Noch wichtiger ist es aber, die Abhängigkeit der EU-Wirtschaftspolitik von den, wie Frey schreibt, "für die Staatsschulden benötigten Finanzmärkte" zu brechen. Diese haben in der Staatsfinanzierung versagt, haben die Realwirtschaften ausgesaugt und sich jahrelang selbst (das heißt, ihre Akteure) bereichert - zum Schaden der Gesellschaften, denen sie dienen sollten. Daher soll die Staatsfinanzierung, soweit sie nicht durch Steuern und Abgaben gedeckt ist, den privaten, ihre eigenen Interessen vertretenden Finanzmärkten entzogen und einer öffentlich rechenschaftspflichtigen Institution übertragen werden.

Das kann letztlich nur die Europäische Zentralbank bzw. eine von ihr finanzierte Institution (wie etwa der Europäische Stabilitätsmechanismus) sein. Diese Institution, die dem Europäischen Parlament verantwortlich gemacht werden müsste, würde laufend die Wirtschaftspolitik der Mitgliedstaaten überprüfen und ihre Finanzierungszusagen mit risikorelevanten Aufschlägen sowie vor allem am Konzept der Schuldentragfähigkeit orientierten Konditionalitäten versehen. Diese Anleihen würden nicht am Sekundärmarkt gehandelt, sondern von der ECB bis Laufzeitende gehalten bzw. vom Staat selbst vorzeitig zu verhandelbaren Konditionen getilgt werden.

Damit würde das beständige Über- bzw. Unterschießen von durch Tagesereignisse beeinflussten privaten Anlegern bzw. Ratingagenturen und Banken verhindert und die Besorgung der wichtigen öffentlichen Anliegen durch eine öffentlich rechenschaftspflichtige Finanzierungsquelle besorgt.

Natürlich muss diese Institution von der Begehrlichkeit populistischer und wahlkämpfender Politiker, die dies gerne als Selbstbedienungsladen begreifen würden, abgeschirmt werden.

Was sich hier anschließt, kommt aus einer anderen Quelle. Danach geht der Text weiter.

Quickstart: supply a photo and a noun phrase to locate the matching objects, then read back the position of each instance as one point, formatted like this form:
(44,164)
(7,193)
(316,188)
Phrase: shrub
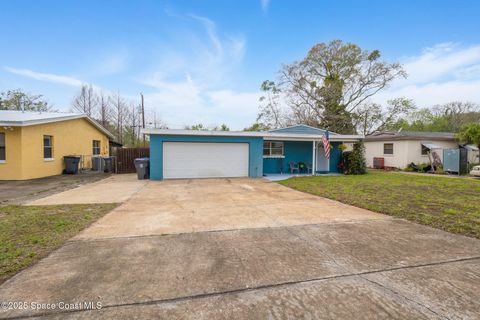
(353,162)
(471,165)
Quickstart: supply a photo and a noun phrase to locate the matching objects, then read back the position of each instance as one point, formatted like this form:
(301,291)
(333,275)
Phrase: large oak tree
(327,88)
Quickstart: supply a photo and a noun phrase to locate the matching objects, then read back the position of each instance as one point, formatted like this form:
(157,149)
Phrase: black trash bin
(142,165)
(108,164)
(71,164)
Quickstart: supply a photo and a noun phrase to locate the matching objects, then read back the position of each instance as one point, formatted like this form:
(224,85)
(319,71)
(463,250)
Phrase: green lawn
(451,204)
(29,233)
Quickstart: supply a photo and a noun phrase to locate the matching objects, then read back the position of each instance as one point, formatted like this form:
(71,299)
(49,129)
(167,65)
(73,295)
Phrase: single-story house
(400,148)
(205,154)
(33,144)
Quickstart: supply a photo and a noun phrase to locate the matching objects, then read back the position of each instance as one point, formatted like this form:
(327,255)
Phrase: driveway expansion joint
(264,287)
(75,240)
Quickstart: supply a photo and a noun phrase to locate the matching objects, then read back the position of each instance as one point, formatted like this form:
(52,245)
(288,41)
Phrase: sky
(203,61)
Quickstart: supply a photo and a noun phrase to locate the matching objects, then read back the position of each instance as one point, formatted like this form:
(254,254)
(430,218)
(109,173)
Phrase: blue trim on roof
(302,129)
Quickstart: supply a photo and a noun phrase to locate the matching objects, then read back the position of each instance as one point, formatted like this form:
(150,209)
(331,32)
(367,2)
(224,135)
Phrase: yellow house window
(2,147)
(47,147)
(96,147)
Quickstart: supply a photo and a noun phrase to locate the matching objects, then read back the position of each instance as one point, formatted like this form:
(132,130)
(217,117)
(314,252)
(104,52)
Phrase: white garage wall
(204,160)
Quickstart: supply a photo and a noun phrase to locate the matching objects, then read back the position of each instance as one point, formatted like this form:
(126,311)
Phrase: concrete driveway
(251,249)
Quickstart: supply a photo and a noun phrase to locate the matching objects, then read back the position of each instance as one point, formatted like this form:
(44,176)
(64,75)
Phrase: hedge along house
(176,154)
(33,144)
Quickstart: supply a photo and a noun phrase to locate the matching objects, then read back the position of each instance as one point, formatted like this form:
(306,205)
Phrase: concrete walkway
(250,249)
(114,189)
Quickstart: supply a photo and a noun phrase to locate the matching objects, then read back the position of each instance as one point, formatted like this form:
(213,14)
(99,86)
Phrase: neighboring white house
(398,149)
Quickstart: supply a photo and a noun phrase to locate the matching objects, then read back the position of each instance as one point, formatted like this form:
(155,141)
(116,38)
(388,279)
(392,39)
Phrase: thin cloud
(439,74)
(192,83)
(49,77)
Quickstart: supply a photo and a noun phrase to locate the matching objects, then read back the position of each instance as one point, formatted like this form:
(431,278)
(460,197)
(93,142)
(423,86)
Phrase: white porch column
(314,154)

Natürlich muss innerhalb der Finanzierungsinstitution, die die Wirtschaftspolitik bewertet, ein gemeinsames Grundverständnis über eine wachstums- und beschäftigungsfördernde Wirtschaftspolitik hergestellt werden (und damit eher dem derzeitigen Verständnis von Wirtschaftspolitik des Internationalen Währungsfonds als dem der derzeitigen EZB-Führung entsprechend). Das Marktversagen der Finanzmärkte darf nicht durch Staatsversagen der Finanzierungsinstitution ersetzt werden.

Den demonstrierenden Massen in den Krisenländern geht es natürlich um die rasche Verbesserung ihrer sozialen und Wirtschaftslage. Kein Wunder angesichts der sich rasch verschlechternden Verhältnisse. "Richtige" Wirtschaftspolitik benötigt aber Zeit, um Effekte zu zeigen. Dennoch bin ich der Meinung, dass es vor allem die zunehmende Aussichtslosigkeit der Sparpolitik ist, die die Menschen auf die Straßen treibt.

Wenn sie daher sehen könnten, dass es "Licht am Ende des Tunnels" gibt, dass Wirtschaftspolitik künftig ihre Lage verbessern wird, könnten sie Vertrauen in die Politik wiedergewinnen und damit auch die nötige Geduld. Die bisherigen Politik hat offensichtlich versagt. (Kurt Bayer, DER STANDARD, 28.2.2013)

Kurt Bayer, ehemals Exekutivdirektor der Weltbank, ist österreichischer Vertreter im Verwaltungsrat der Europäischen Bank für Wiederaufbau und Entwicklung (EBRD).